Monday, December 26, 2022

hedyot and idiot

What is the connection between the Hebrew hedyot הֶדְיוֹט - "layman, layperson" and the English "idiot"?

They share a common origin, but in this case the Hebrew is closer to the original meaning than the English is. 

Hedyot entered Hebrew in the rabbinic period, being borrowed from Greek. It was used in phrases like כֹּהֵן הֶדְיוֹט kohen hedyot (as distinguished from the High Priest), or in this mishna, discussing permitted work on the intermediate days of the festivals:

הַהֶדְיוֹט תּוֹפֵר כְּדַרְכּוֹ, וְהָאֻמָּן מַכְלִיב

A layman, who is not a skilled tailor, may sew in his usual manner if necessary for the Festival, whereas a craftsman may form only temporary stitches. (Moed Katan 1:8)
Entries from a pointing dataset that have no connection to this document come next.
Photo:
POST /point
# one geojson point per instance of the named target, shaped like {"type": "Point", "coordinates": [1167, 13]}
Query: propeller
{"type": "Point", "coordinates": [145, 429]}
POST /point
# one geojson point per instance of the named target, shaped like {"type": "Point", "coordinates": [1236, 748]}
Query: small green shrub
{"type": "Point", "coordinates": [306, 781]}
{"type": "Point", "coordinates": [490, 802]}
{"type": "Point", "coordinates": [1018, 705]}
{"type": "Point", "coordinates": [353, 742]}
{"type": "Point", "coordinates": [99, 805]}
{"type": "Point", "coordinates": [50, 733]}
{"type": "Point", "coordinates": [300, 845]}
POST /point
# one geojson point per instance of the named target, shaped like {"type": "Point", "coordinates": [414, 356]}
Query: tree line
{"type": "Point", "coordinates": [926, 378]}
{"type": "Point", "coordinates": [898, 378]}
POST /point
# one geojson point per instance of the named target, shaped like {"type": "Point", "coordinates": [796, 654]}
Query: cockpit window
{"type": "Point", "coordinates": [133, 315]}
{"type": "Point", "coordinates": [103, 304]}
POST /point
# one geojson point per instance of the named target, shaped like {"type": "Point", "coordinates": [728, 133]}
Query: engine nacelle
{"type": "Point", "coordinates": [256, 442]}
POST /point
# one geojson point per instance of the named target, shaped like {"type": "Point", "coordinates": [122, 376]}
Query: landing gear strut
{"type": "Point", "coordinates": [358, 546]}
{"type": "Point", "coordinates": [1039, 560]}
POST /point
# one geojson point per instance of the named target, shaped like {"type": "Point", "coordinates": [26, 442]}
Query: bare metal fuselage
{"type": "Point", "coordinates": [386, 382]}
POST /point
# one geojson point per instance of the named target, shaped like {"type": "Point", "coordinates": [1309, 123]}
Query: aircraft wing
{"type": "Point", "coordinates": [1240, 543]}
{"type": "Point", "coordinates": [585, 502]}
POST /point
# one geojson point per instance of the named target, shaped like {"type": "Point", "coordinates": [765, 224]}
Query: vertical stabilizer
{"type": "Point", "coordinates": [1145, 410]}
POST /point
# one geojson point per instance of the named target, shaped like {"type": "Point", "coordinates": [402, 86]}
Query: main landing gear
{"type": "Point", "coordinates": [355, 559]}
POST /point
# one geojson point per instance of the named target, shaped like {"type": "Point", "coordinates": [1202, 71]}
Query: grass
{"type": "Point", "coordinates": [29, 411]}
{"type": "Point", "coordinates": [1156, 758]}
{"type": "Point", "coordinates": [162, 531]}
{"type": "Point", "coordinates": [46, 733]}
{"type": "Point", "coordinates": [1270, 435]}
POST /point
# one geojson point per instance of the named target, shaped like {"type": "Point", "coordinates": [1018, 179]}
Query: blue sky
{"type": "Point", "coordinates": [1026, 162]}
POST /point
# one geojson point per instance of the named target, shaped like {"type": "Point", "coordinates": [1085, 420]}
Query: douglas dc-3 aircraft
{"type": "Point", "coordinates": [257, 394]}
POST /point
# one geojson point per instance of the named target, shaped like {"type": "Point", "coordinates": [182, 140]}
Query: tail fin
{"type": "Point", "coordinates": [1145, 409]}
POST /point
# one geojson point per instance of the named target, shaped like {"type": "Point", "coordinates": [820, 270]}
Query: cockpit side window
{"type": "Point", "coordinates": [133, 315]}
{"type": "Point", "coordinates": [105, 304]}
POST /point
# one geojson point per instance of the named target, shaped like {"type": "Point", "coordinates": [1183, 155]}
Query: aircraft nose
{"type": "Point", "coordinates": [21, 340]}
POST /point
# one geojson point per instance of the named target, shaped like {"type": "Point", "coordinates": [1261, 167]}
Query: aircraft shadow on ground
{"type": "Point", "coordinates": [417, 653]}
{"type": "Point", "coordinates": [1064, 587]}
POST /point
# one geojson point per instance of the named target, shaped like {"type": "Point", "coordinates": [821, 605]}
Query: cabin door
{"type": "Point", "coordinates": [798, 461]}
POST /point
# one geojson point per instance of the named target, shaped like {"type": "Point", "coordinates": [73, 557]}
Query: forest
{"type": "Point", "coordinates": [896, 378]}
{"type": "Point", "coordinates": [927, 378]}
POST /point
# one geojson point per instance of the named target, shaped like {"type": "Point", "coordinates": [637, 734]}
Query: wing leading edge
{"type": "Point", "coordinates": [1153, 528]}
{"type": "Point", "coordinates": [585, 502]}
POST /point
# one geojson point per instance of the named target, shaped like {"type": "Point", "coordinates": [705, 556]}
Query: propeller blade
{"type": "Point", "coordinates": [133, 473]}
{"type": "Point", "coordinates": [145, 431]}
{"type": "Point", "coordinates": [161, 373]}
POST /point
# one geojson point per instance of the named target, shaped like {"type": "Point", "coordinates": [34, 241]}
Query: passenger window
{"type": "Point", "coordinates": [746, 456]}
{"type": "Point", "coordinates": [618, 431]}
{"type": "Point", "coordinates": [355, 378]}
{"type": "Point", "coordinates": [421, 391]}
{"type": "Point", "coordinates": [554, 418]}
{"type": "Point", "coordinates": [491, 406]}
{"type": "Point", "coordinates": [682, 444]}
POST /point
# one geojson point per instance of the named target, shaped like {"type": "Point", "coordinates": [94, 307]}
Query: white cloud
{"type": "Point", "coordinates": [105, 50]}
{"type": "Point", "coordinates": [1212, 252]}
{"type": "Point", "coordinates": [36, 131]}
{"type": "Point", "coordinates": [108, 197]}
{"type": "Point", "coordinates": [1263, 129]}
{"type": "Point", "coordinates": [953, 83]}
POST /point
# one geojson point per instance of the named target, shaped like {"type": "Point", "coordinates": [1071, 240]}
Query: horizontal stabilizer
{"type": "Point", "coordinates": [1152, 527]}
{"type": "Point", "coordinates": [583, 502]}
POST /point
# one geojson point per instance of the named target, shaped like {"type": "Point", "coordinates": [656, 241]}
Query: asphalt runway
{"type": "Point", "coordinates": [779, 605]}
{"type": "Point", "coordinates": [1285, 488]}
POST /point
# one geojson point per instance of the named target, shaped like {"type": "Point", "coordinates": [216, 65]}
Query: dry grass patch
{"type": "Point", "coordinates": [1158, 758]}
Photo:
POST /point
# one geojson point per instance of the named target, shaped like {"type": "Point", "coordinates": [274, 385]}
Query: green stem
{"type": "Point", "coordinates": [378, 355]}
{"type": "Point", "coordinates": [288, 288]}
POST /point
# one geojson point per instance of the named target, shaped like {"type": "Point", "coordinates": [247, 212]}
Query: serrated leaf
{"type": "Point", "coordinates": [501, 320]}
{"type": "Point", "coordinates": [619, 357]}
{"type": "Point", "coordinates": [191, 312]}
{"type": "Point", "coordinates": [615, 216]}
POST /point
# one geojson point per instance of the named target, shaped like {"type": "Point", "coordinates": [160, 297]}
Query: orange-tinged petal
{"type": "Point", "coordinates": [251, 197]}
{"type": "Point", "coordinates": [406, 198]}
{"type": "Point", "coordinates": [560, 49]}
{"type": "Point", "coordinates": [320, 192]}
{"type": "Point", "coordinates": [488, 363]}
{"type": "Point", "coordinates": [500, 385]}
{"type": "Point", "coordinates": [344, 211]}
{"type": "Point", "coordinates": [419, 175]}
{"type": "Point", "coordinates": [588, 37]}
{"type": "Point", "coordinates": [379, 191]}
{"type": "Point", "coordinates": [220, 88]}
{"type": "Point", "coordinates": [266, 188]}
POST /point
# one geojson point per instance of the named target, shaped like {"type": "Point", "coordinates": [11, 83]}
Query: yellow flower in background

Klein notes that its original meaning of hedyot was "a private man, a layman, a common person" and provides this etymology:

Gk. idiotes (= private person, one not holding office; layman; an ignorant), from idios (= one’s own, private, personal, separated, distinct)
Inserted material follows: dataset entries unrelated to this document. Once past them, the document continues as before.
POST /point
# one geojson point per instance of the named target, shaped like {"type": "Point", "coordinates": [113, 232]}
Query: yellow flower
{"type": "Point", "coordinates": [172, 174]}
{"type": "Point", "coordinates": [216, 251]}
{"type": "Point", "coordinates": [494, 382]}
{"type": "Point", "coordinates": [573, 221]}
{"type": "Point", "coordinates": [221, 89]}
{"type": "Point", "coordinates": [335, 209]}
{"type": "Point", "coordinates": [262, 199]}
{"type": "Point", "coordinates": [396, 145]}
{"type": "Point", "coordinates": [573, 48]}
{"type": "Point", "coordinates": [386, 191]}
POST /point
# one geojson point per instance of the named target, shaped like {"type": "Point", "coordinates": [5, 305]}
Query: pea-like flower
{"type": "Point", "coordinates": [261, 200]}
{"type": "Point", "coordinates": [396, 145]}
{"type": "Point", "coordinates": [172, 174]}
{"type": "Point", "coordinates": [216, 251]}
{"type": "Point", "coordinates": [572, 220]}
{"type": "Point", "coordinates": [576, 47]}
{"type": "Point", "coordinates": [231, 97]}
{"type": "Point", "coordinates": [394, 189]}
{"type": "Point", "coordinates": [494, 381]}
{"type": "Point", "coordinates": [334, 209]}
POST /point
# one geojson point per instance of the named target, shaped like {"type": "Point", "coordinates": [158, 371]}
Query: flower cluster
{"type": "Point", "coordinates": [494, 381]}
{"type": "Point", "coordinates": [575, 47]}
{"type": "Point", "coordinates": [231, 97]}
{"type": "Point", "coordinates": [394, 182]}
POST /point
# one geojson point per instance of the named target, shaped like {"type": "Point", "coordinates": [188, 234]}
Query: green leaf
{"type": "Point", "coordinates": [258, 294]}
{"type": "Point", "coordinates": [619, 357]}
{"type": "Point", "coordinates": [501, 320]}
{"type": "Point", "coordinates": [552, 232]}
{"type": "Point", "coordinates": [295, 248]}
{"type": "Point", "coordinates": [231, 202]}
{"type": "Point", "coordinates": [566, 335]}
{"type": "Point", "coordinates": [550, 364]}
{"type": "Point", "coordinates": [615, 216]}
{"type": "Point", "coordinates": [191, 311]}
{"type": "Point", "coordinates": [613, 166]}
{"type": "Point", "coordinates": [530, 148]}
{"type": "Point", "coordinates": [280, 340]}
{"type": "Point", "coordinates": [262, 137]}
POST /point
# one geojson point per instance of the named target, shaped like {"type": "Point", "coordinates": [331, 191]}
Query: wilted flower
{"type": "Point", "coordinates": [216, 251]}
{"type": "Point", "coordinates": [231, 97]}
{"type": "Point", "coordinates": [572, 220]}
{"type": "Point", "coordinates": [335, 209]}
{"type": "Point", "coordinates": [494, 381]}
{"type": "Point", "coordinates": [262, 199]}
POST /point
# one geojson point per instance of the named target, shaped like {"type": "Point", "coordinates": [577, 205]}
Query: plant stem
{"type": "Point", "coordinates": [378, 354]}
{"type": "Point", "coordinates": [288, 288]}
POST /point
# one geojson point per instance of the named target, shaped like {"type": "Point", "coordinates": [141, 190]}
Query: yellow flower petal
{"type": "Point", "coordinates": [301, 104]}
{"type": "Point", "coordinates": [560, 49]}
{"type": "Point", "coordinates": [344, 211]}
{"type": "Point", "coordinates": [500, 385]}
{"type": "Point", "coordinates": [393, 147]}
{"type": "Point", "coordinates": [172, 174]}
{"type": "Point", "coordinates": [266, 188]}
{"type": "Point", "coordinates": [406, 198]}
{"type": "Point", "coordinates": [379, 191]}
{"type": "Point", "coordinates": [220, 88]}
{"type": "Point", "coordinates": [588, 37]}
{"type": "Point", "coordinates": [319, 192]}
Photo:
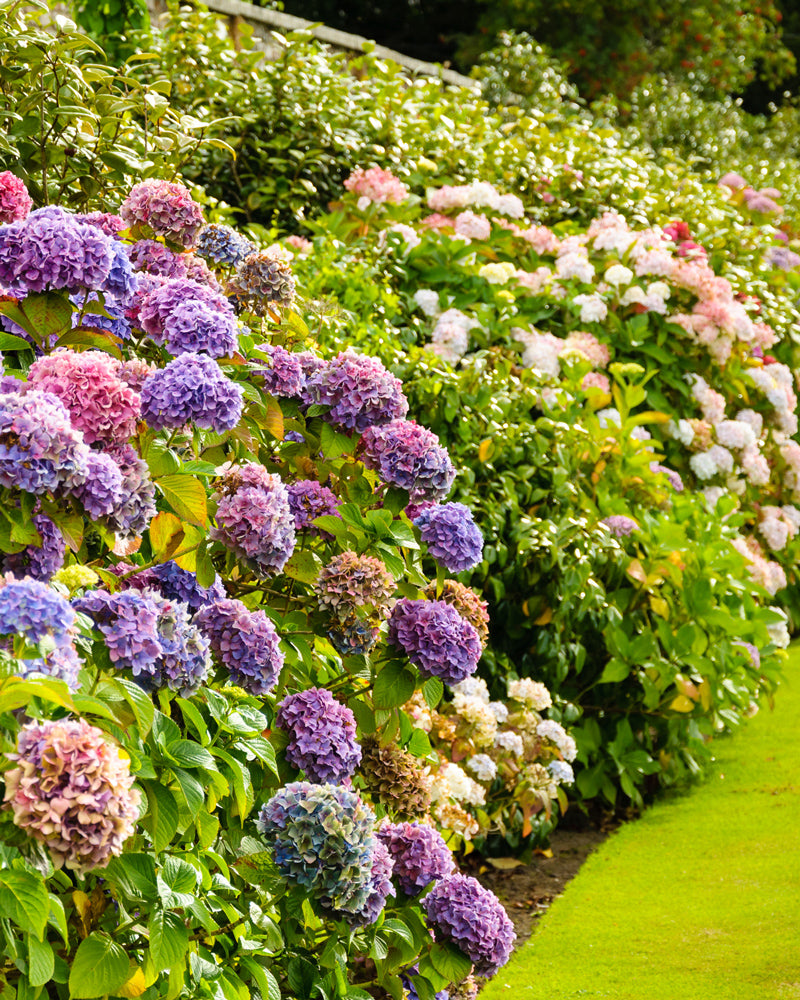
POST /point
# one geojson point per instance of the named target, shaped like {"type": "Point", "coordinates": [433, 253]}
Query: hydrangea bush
{"type": "Point", "coordinates": [220, 623]}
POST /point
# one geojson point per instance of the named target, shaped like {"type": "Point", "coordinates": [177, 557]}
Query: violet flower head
{"type": "Point", "coordinates": [100, 404]}
{"type": "Point", "coordinates": [223, 245]}
{"type": "Point", "coordinates": [359, 391]}
{"type": "Point", "coordinates": [619, 525]}
{"type": "Point", "coordinates": [50, 250]}
{"type": "Point", "coordinates": [166, 208]}
{"type": "Point", "coordinates": [419, 854]}
{"type": "Point", "coordinates": [191, 389]}
{"type": "Point", "coordinates": [308, 500]}
{"type": "Point", "coordinates": [322, 839]}
{"type": "Point", "coordinates": [195, 326]}
{"type": "Point", "coordinates": [40, 450]}
{"type": "Point", "coordinates": [39, 562]}
{"type": "Point", "coordinates": [40, 615]}
{"type": "Point", "coordinates": [257, 524]}
{"type": "Point", "coordinates": [283, 373]}
{"type": "Point", "coordinates": [472, 918]}
{"type": "Point", "coordinates": [437, 640]}
{"type": "Point", "coordinates": [410, 457]}
{"type": "Point", "coordinates": [452, 537]}
{"type": "Point", "coordinates": [245, 642]}
{"type": "Point", "coordinates": [15, 202]}
{"type": "Point", "coordinates": [322, 736]}
{"type": "Point", "coordinates": [72, 790]}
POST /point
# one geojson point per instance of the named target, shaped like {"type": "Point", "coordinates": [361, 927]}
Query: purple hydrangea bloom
{"type": "Point", "coordinates": [410, 457]}
{"type": "Point", "coordinates": [15, 202]}
{"type": "Point", "coordinates": [322, 736]}
{"type": "Point", "coordinates": [102, 492]}
{"type": "Point", "coordinates": [38, 561]}
{"type": "Point", "coordinates": [380, 888]}
{"type": "Point", "coordinates": [191, 389]}
{"type": "Point", "coordinates": [223, 245]}
{"type": "Point", "coordinates": [308, 500]}
{"type": "Point", "coordinates": [283, 373]}
{"type": "Point", "coordinates": [178, 584]}
{"type": "Point", "coordinates": [195, 326]}
{"type": "Point", "coordinates": [461, 911]}
{"type": "Point", "coordinates": [31, 609]}
{"type": "Point", "coordinates": [322, 838]}
{"type": "Point", "coordinates": [246, 643]}
{"type": "Point", "coordinates": [51, 250]}
{"type": "Point", "coordinates": [452, 537]}
{"type": "Point", "coordinates": [136, 507]}
{"type": "Point", "coordinates": [619, 525]}
{"type": "Point", "coordinates": [167, 208]}
{"type": "Point", "coordinates": [151, 636]}
{"type": "Point", "coordinates": [419, 854]}
{"type": "Point", "coordinates": [256, 523]}
{"type": "Point", "coordinates": [437, 640]}
{"type": "Point", "coordinates": [674, 478]}
{"type": "Point", "coordinates": [167, 296]}
{"type": "Point", "coordinates": [39, 448]}
{"type": "Point", "coordinates": [359, 391]}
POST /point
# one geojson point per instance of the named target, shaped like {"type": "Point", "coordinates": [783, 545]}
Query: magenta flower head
{"type": "Point", "coordinates": [452, 537]}
{"type": "Point", "coordinates": [256, 523]}
{"type": "Point", "coordinates": [191, 389]}
{"type": "Point", "coordinates": [71, 791]}
{"type": "Point", "coordinates": [101, 405]}
{"type": "Point", "coordinates": [472, 918]}
{"type": "Point", "coordinates": [322, 736]}
{"type": "Point", "coordinates": [437, 640]}
{"type": "Point", "coordinates": [167, 209]}
{"type": "Point", "coordinates": [15, 202]}
{"type": "Point", "coordinates": [418, 853]}
{"type": "Point", "coordinates": [245, 642]}
{"type": "Point", "coordinates": [410, 457]}
{"type": "Point", "coordinates": [359, 391]}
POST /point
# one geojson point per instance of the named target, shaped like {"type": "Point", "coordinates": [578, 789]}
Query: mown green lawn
{"type": "Point", "coordinates": [697, 900]}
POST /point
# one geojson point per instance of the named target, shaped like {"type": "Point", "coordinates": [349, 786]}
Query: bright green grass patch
{"type": "Point", "coordinates": [697, 900]}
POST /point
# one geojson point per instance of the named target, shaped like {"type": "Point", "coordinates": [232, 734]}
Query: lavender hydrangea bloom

The same idios gave us two other English words that preserve that original sense of "separate, private":

  • idiom: "phrase or expression peculiar to a language"
  • idiosyncrasy: behavior or thought particular to an individual
But what about "idiot"? That seems to have a different meaning than the words we've mentioned so far. Well, it took a longer journey:

early 14c., "person so mentally deficient as to be incapable of ordinary reasoning;" also in Middle English "simple man, uneducated person, layman" (late 14c.), from Old French idiote "uneducated or ignorant person" (12c.), from Latin idiota "ordinary person, layman; outsider," in Late Latin "uneducated or ignorant person," from Greek idiotes "layman, person lacking professional skill" (opposed to writer, soldier, skilled workman), literally "private person" (as opposed to one taking part in public affairs), used patronizingly for "ignorant person," from idios "one's own"

So like hedyot, it originally meant a private person (as opposed to a ruler like a king) or a common soldier (as opposed to a military officer). Only later did it come to mean someone uneducated, then a more "technical" term for someone mentally deficient, and eventually in our day simply an informal term for a foolish or stupid person. 

That last meaning exists in modern Hebrew as well - as אִידְיוֹט (borrowed from European languages). Despite their similarities, it's important for any speaker of Hebrew today to not use them interchangeably.